You have to understand why you want to lose the weight in the first place. Beyond the reason of looking better and feeling better, what are you after? More freedom that comes with being healthier, the opportunities you will have when you are richer mentally and physically.

There are more psychological issues that can affect your goal of losing weight including eating out of comfort, not when you’re hungry. If you’re stressed out you go for something you know and you enjoy and it makes things less stressful. The problem isn’t necessarily the food but it’s the stress. You have to start seeking and changing the habit of eating comfort food whenever something stressful happens and exchange that with going for a walk or writing in a journal. The little changes are key.

Another psychological issue we face when trying to lose weight is fear of failure or embarrassment. Weight loss and health isn’t a linear path, it takes time and figuring out what works for you. You might be embarrassed and scared to go the gym alone, so don’t! Try going on walks and then throw in some running, try some at-home YouTube videos and if you feel like you’re confident enough with where you are find a gym that feels comfortable to you and try out a trainer there so you don't have to navigate the gym on your own. You can also ask a friend if you can join them for a few days on their buddy passes at their gym to learn the ropes. There are plenty of alternative options, just don’t let fear of not hitting your goal or fear of embarrassment stop you from turning your life in the direction you want it to go.

This goes with comparison to others. Never look at someone else and think you’re not good enough or capable or able to do what they’re doing because everyone has to start somewhere. Don’t let this comparison of outside looks be a psychological roadblock for you in the gym.

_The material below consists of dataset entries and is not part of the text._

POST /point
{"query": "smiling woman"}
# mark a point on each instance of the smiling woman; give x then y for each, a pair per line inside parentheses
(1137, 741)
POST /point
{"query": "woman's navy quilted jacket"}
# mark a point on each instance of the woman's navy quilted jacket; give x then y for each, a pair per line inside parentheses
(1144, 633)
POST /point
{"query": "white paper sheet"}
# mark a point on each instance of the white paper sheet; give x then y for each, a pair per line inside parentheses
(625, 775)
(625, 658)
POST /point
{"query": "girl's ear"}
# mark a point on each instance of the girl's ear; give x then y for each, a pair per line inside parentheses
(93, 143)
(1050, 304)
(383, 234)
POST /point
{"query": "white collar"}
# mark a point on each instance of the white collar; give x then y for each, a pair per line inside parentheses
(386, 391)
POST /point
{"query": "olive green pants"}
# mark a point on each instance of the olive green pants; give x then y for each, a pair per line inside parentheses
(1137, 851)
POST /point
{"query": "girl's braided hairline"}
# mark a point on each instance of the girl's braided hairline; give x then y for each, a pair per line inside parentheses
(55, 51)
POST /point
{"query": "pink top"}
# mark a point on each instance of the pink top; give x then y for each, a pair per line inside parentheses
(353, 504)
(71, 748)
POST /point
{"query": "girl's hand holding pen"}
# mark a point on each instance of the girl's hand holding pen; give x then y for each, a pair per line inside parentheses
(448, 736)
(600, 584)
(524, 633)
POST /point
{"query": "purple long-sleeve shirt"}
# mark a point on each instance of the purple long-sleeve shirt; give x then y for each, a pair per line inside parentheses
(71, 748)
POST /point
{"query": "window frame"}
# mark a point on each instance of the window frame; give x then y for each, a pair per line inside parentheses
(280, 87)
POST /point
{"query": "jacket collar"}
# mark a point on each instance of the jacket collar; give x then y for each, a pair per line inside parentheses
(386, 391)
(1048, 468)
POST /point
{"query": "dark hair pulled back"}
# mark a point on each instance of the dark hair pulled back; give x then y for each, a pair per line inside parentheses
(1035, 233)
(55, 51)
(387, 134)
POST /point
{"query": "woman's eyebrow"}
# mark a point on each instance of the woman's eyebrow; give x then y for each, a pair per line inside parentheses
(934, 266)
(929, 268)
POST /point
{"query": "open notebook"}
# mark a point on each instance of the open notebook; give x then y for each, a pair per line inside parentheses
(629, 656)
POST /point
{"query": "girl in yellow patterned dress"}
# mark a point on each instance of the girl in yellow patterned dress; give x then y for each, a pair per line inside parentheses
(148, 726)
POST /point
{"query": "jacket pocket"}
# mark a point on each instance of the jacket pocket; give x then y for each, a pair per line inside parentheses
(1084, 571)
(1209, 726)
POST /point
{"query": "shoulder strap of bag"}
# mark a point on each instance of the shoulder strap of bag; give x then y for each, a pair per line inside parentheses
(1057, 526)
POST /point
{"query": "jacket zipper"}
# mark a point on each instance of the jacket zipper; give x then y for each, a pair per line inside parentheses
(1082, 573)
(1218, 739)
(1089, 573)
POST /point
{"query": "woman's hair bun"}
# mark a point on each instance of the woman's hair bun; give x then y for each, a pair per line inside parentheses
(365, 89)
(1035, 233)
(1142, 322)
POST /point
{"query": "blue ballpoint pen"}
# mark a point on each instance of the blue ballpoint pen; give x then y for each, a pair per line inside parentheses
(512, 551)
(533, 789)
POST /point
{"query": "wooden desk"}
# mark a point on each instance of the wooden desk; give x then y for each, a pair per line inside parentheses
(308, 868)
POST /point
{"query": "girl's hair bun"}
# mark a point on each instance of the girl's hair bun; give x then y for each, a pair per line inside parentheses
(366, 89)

You have to evaluate what works for you and it might not be the same thing that works for your friends. Also, don’t get caught up if something that used to work for you is no longer working. Your mind and body change and sometimes with those changes we have to change up our habits and routines, again. Don’t let it discourage you. Don’t let missing a week for a vacation or for being sick discourage you from getting started again. Your mind might say “why bother” but there are so many reasons to continue with your progress. Don’t give up and don’t let your mind stop you from being where you want to be.

It’s time to acknowledge and let go of all the past behaviors and mindsets that made everything feel so heavy.

Weight loss is a long process that doesn’t happen overnight; it’s an investment in yourself. You have to change your mindset and change the way you think about your relationship with food and exercise. Sustainable change takes time and you should embrace the process.